Even when a person demonstrates verifiable delusions, if they don’t pose a threat to themselves or others, even the doctors can’t force commitment. Several times over the last few years, my family has begged medical professionals to get inpatient help for my mom, and other times for my aunt. We were told it can’t be done by the family, unless we were ready to pay the entire bill, since insurance (including Medicaid/Medicare) would not be party to it, perhaps to avoid being party to a false-imprisonment charge later. Since none of us could stand up and say we’d pay, I’m not certain if the hospital would have refused us even IF we promised.

Wait a second!

Am I the only one that noticed that Personnel gave the husband the name of the OP? I don’t know if that’s illegal but it certainly seems unethical, especially if anything the wife said turns out to be true.

Can someone who’s worked the mental health side explain how they distinguish the “problematically” upset (or angry or fearful) from people who are merely upset (or angry or fearful) because they’re being held somewhere they don’t want to be?

I’m thinking of all those episodes of that reality program “Jail” where the detainee is asking over and over and over again why they’re in jail, and not getting any answers, and getting progressively more agitated when they continue not to get answers. And their agitation is further proof that they need to be in jail.

It looks like a reasonable response to me, a layperson who hopes never to be incarcerated anywhere, but looks unreasonable to the professionals. Help me understand.

Nope, you’re not. But from my re-skim of the thread we’re not sure that’s what happened. The wife could have told the husband, for instance, that Zsofia knows and is going to rescue her.

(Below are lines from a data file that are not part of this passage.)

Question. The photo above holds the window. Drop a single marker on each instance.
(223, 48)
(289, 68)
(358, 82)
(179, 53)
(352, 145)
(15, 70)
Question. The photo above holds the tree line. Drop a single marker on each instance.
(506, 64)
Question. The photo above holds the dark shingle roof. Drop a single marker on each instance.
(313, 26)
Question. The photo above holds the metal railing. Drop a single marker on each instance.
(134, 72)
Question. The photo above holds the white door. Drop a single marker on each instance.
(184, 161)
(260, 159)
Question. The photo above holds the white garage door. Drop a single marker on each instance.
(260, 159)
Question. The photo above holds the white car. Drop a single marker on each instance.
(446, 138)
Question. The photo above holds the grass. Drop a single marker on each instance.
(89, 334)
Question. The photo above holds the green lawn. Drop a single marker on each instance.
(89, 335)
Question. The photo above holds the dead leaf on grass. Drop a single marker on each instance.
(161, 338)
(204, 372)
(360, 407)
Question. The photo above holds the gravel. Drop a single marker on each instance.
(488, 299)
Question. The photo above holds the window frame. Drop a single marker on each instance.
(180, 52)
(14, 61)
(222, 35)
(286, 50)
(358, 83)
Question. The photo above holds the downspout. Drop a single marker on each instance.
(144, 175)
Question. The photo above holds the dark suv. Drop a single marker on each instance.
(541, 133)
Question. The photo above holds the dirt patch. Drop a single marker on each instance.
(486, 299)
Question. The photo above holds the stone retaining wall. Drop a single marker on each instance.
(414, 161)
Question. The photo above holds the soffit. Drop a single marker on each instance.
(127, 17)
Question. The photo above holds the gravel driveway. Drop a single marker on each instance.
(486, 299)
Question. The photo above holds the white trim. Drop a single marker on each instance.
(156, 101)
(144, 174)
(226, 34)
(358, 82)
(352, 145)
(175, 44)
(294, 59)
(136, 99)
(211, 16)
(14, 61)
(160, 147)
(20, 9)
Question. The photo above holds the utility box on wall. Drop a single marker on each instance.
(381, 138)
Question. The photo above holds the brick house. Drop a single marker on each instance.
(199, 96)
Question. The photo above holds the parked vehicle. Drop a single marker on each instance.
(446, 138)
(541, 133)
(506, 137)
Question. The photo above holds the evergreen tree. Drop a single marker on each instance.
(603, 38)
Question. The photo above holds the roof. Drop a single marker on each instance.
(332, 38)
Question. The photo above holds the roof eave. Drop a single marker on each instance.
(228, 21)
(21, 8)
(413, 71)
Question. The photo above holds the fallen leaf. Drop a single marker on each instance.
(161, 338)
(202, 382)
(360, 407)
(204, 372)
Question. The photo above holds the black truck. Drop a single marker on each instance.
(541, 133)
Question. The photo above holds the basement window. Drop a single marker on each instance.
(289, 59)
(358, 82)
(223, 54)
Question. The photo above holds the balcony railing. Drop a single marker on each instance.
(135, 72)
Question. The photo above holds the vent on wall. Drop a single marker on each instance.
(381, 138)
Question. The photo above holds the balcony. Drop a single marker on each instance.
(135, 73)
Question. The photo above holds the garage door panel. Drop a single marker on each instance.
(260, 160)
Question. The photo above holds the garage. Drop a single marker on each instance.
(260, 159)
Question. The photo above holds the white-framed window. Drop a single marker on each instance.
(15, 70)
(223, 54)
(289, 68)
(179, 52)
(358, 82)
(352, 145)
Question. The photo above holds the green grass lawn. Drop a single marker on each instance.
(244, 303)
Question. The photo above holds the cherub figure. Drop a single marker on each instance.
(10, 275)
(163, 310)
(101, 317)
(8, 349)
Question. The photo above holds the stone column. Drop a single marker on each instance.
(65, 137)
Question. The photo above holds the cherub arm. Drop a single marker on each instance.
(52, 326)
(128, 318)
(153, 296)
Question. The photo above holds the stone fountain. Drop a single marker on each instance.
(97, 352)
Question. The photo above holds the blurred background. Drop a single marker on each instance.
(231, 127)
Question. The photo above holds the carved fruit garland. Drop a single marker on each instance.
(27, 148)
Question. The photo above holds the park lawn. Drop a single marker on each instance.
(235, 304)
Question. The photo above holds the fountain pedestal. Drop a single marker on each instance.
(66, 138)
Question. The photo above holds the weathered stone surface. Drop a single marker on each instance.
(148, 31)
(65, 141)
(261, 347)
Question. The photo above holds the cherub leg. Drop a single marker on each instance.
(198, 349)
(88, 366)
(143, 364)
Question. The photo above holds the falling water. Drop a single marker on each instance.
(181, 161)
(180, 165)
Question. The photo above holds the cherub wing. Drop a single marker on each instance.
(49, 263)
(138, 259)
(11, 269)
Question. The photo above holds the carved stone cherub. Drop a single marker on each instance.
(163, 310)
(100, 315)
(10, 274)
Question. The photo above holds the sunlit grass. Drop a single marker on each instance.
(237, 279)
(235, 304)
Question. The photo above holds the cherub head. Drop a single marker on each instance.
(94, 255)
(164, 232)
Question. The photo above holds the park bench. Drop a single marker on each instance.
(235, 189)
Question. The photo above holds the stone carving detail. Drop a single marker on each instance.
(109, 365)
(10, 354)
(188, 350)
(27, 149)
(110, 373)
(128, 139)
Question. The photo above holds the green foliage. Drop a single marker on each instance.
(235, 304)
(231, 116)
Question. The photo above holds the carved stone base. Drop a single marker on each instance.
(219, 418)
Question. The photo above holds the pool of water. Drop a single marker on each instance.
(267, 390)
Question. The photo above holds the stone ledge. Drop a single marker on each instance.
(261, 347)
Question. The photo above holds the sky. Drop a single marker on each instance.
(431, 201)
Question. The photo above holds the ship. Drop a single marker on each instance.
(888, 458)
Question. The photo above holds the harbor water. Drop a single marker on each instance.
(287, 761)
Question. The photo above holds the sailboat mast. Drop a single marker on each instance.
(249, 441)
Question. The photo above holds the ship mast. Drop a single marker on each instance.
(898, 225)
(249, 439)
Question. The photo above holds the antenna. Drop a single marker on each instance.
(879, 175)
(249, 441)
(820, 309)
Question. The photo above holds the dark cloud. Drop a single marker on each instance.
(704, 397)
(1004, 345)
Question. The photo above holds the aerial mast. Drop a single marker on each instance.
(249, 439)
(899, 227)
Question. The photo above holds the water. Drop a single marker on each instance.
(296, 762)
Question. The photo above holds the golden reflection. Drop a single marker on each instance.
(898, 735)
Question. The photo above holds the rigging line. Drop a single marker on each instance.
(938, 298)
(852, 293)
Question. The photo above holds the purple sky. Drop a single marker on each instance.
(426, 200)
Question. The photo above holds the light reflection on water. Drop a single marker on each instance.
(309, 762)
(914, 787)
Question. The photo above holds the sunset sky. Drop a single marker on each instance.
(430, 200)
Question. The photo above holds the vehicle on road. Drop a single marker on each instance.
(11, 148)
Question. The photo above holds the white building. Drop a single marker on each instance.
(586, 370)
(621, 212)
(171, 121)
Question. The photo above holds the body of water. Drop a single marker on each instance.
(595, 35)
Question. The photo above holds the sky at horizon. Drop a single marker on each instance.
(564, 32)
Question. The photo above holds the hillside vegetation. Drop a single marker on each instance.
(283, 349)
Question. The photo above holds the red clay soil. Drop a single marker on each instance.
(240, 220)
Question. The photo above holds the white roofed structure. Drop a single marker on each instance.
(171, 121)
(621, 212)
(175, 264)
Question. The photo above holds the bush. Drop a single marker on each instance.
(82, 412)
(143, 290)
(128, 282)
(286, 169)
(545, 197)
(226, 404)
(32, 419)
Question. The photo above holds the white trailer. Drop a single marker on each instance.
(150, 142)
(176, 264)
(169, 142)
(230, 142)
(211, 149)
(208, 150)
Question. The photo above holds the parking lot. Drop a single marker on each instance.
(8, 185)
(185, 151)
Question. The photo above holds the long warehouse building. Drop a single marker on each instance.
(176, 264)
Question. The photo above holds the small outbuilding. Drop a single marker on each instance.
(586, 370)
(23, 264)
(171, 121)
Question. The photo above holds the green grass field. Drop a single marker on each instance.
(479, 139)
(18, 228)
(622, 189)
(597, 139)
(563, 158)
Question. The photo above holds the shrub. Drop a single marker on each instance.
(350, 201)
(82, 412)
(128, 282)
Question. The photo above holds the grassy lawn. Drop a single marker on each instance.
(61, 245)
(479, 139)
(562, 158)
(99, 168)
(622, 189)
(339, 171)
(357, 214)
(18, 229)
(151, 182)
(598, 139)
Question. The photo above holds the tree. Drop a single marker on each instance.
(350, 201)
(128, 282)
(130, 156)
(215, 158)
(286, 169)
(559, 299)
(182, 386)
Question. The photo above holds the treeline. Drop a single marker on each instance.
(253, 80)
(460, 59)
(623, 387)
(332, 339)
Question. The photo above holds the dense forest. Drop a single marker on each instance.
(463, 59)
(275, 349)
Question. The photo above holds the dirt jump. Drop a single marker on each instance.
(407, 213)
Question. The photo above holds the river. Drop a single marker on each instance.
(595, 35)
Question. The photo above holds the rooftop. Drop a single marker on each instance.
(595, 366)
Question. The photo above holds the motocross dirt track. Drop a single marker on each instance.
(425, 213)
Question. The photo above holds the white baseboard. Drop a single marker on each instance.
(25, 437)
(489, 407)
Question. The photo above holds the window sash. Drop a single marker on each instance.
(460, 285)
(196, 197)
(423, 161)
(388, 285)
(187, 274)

I mentioned earlier in the thread that it’s possible Personnel didn’t know exactly what she was “out sick” for. I know that even in pre-HIPAA days, at my last job (also in a hospital), my officemate had (from what I could tell and from what she let slip) mental health issues that apparently got out of hand and she was suddenly not at work, with a doctor calling in who would only say that my coworker needed to be out for medical reasons and could/would not give an estimate of how long she’d be gone for. A few weeks later, she was back.

"What I said was that the doctor making this assessment doesn’t have to prove anything. The patient need not have done anything specifically. The doctor merely needs to be of the opinion that the patient is “dangerous” or (in many venues) “gravely disabled”, which in practice can mean merely “annoying and disruptive and unpredictable”. "

first of all, this is **not **true. I have the legal authority to initiate an involuntary hold (in this County only), for example, and there are very specific criteria, and there needs to be supporting evidence. If I tried to get you committed based on “because I just think” so, it wouldn’t fly. You don’t work anywhere in the mental health field, I don’t think.

To answer the question about discriminating momentary agitation vs more significant symptomatology is hard to do, in brief. Part of it is duration. Part of it how rationally the person presents. Evidence of disordered thinking in other areas. Some of that may be history from family or coworkers. Again, though, you can be walking down the street delusional as hell, and that doesn’t necessarily mean you’ll meet the criteria for danger to self/others/gravely disabled. The world is full of crazy.

There are lots of instances of abuse in medicine and psychiatry, of course, but some of the contributions in this thread sound more like a Scientology disinformation campaign than anything real.
One last thing. the person from the facilty isn’t going to be able to give you any specific info about a patient.